Moving Forward in a Post-COVID World
The COVID-19 pandemic has taken countless lives, crippled our economy, our health systems and revealed the ugly truth of inequity in healthcare. At the beginning of 2020, none of us could have imagined that we would be in the grips of a global pandemic. However, nurses, doctors and other healthcare professionals and all other essential workers have responded fearlessly to meet this pandemic head-on. As we prepare for a new administration and legislative sessions, now is the time to learn from the lessons of this pandemic. It is imperative that we begin to address a system that has failed the American people through the loss of jobs, health, and life. I would like to raise some points that I think need to be addressed by the new administration and Congress as it pertains to immediately tackling the Covid-19 vaccine problem.
Tackling the COVID-19 VACCINE PROBLEM
When President-elect Biden is sworn in on January 20th, the pandemic and all its impact will still be prevalent. Both federal and state agencies have coordinated plans to begin a massive vaccination program to bring this crisis under control once vaccine approval has been received. Even the best made plans may fail if the public does not have the trust and confidence in the federal and state government. There are three things that I think are imperative to have tackle the COVID-19 vaccine problem.
First, it is imperative that there is a steady flow of accurate information and education that is from trusted sources. Nurses and other healthcare professionals must be educated regarding all aspects of the M-RNA vaccine and how they work. Why? When nurses are informed, they can help share reliable information with their patients, dispute widespread misinformation, and influence opinions about COVID-19 vaccines amongst the public and increase the likelihood of public acceptance and vaccination. I am already hearing rumors that the vaccine contains a chip which will allow the federal government to monitor the movement of citizens. Another rumor that is likely to go viral is that the new vaccines will alter your DNA. Nothing could be further from the truth. Additionally, we must make sure that public education is accessible and able to reach everyone, including individuals with English as a foreign language.

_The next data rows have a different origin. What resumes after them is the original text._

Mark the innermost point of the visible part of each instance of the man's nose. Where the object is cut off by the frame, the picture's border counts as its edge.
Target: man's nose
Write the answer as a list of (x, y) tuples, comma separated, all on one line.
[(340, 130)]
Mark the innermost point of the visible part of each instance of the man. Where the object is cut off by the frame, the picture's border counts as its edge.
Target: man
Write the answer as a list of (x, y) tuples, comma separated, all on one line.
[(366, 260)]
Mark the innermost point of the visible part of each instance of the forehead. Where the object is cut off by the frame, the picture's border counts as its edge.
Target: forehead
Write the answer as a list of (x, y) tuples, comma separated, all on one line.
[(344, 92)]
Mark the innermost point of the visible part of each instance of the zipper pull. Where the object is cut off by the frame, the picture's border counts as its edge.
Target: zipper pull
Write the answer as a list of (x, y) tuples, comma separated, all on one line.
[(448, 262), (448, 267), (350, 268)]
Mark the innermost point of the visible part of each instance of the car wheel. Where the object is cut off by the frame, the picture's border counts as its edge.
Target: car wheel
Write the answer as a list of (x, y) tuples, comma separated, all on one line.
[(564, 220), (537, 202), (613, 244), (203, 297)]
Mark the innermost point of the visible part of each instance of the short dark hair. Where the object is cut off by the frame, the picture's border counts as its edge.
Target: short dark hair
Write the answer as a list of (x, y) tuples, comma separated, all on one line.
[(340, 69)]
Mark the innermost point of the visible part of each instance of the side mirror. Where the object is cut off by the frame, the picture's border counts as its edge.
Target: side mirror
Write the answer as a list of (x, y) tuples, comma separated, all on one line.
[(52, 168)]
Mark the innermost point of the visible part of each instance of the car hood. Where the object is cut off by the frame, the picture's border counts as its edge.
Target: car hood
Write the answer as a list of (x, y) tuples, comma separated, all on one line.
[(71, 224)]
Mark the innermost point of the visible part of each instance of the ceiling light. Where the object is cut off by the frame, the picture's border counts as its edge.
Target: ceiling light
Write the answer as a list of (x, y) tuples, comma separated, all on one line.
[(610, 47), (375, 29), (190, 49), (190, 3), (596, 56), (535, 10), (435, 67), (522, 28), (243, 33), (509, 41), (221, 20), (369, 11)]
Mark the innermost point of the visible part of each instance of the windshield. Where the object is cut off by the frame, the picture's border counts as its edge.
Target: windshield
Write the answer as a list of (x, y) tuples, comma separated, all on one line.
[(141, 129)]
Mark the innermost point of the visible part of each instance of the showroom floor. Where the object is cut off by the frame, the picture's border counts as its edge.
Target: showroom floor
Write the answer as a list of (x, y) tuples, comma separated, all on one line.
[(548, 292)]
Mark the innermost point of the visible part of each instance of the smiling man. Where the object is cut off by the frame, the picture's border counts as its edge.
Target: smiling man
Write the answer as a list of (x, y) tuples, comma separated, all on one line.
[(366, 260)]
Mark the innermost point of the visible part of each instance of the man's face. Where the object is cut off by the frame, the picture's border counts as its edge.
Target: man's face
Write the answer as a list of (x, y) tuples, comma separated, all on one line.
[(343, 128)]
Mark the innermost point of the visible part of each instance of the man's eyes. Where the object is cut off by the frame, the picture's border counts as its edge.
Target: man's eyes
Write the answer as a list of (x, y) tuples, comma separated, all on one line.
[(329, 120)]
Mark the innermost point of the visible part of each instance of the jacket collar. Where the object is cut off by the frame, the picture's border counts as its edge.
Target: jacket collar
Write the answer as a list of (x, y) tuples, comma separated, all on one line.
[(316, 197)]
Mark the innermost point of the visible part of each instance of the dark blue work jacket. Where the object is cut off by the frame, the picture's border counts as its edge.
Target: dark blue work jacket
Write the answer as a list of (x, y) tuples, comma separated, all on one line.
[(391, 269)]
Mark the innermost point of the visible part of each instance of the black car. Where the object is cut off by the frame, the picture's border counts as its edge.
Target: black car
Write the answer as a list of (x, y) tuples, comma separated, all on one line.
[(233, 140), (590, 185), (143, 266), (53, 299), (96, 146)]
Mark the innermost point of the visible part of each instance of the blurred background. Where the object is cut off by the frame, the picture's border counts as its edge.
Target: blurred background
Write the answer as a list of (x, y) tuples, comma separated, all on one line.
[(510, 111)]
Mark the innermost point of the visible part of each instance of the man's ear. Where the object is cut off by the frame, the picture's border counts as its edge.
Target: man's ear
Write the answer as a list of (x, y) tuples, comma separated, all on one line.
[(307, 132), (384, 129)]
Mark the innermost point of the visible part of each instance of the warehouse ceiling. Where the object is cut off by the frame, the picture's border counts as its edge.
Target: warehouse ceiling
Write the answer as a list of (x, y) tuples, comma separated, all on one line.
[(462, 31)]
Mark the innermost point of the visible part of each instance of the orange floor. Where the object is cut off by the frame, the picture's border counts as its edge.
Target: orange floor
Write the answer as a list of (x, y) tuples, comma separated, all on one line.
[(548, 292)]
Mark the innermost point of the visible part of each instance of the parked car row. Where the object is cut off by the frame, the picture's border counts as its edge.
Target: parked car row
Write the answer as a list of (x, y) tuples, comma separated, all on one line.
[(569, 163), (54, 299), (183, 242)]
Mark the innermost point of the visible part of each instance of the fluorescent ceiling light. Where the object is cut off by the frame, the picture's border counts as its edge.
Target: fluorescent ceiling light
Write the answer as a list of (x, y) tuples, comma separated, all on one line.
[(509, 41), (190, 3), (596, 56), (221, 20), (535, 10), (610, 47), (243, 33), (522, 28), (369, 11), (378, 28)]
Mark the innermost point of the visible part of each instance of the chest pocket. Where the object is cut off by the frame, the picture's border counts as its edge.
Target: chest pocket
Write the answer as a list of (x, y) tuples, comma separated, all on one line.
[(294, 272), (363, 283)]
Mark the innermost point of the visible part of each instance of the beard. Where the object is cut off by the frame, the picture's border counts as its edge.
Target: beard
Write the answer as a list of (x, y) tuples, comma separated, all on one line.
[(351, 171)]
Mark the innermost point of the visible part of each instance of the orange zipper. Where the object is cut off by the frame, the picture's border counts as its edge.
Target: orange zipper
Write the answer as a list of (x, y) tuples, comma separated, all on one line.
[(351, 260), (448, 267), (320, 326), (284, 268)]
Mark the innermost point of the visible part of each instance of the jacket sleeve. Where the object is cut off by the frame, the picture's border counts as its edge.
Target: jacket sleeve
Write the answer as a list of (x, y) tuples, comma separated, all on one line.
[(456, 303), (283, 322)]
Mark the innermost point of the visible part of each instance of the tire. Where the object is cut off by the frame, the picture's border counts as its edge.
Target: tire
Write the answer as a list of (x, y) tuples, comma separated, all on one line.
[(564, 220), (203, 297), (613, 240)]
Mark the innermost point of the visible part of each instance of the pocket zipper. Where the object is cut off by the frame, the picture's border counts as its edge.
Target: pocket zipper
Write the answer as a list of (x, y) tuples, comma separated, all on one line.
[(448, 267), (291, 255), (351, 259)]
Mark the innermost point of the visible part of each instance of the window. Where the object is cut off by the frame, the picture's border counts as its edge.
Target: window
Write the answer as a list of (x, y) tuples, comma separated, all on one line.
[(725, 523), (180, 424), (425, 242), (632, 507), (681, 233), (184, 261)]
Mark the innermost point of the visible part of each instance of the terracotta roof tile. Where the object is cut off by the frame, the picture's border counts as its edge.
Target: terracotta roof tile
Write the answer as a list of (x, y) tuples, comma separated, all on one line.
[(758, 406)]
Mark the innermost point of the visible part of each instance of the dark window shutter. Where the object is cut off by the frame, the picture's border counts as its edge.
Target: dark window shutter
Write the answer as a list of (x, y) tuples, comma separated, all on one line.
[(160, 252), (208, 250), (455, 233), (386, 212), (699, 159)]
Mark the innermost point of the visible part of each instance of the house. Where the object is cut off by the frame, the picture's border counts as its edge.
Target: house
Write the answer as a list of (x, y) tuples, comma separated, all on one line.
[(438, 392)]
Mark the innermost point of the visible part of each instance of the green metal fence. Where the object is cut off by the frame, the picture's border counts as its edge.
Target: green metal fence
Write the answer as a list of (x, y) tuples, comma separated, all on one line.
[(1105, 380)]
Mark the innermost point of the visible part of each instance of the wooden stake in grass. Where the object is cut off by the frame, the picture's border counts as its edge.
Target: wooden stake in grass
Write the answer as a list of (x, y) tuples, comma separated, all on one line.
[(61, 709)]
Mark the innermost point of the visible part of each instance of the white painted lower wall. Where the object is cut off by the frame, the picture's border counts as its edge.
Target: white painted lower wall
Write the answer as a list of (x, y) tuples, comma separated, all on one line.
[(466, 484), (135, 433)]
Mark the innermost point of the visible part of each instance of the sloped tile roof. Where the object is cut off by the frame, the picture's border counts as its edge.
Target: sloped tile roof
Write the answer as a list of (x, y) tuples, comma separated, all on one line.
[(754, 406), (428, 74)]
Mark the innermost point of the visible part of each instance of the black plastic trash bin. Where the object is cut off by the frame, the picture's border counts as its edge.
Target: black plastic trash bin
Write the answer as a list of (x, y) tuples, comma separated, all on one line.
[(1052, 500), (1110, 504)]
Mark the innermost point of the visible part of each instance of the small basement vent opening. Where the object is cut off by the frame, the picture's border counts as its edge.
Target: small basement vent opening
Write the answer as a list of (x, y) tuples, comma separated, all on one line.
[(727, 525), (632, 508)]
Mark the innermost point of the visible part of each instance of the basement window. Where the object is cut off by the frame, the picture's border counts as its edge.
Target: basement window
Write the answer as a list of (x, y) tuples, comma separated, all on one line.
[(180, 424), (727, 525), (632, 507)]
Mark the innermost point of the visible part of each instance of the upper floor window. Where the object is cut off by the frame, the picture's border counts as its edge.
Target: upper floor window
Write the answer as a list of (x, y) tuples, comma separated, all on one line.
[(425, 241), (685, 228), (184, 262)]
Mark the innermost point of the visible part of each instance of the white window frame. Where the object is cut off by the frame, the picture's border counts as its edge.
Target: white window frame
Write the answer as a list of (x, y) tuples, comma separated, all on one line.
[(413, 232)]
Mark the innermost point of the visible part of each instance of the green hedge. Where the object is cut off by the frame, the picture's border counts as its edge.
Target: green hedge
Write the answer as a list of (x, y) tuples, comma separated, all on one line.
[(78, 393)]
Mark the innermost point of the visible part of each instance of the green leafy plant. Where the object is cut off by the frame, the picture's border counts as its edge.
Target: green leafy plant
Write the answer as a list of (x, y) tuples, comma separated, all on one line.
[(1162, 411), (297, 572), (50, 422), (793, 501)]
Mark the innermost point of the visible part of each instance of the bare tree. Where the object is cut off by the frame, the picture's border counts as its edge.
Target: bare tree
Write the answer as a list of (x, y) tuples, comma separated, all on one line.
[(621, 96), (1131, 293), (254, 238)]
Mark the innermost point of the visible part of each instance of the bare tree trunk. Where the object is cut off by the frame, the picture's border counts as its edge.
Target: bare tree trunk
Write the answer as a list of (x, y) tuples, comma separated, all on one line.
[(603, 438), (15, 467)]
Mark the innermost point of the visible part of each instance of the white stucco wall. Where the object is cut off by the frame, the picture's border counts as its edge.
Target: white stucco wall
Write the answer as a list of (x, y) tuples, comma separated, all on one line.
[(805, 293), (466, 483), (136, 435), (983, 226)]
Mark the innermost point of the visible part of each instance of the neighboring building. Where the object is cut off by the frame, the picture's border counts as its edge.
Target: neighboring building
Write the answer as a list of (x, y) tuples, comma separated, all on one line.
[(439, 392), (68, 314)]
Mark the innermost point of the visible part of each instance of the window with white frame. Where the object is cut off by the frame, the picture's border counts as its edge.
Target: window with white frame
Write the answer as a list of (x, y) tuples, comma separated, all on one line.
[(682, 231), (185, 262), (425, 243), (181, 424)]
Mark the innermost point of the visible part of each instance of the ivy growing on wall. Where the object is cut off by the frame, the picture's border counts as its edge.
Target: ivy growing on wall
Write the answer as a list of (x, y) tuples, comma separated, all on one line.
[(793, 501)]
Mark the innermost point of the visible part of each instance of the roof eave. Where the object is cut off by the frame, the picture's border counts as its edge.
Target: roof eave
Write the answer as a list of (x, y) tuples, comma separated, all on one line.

Second, equitable distribution of the vaccines is key to stemming the spread of the COVID-19. Given the mistrust of the government and the vaccines in communities of color, I strongly urge that leaders in these communities assist with the distribution and vaccination by their willingness to be publicly vaccinated to ease public apprehension. It is essential that all barriers and roadblocks be identified and eradicated now, so that the public has timely access to vaccines and lifesaving treatments. One of the major roadblocks to overcome is to pay homage to and admit that unauthorized experiments were conducted on members of the Black and brown community in many forms. Today, we can point to a system of checks and balances that came about because of those unauthorized experiments (IRBs, Informed Consent, FDA approval, etc.) that has been put in place to ensure that such experiments never happen again. Additionally, the Biden administration must also be prepared for unintentional consequences such as weather and power delays that may create logistical hurdles in safe storage and supply chain distribution. It is also imperative that the public understand the need for the second injection of the vaccine for the campaign to be successful. There must be accurate record keeping and an identified process for follow-up of individuals who may not return for the second injection.
Third, there is an urgent need to increase diversity in the on-going clinical trials. Every effort must be made to recruit and maintain clinical trial participants that are reflective of society. Even though we have approval of two vaccines, others will be needed to help meet the demand of a global vaccination campaign. There are three phase three clinical trials that are in dire need of volunteers from diverse populations. Now is the time for health care professional to demonstrate trust in the development of vaccines and role model preventative behaviors to stem the spread of COVID 19 by volunteering to participate in these trials. They can also actively recruit clinical trial participants from diverse population by having one-on-one discussions with them to help alleviate concerns, suspicions, and reservations they may have about participating.
Combating the challenge of Covid-19 will require all of us to work together. Even though we have two vaccines approved to help in this fight, we still must remember to protect our fellow citizens by wearing a mask, waiting at least six feet apart and washing our hands. Working together as one, we will overcome this crisis.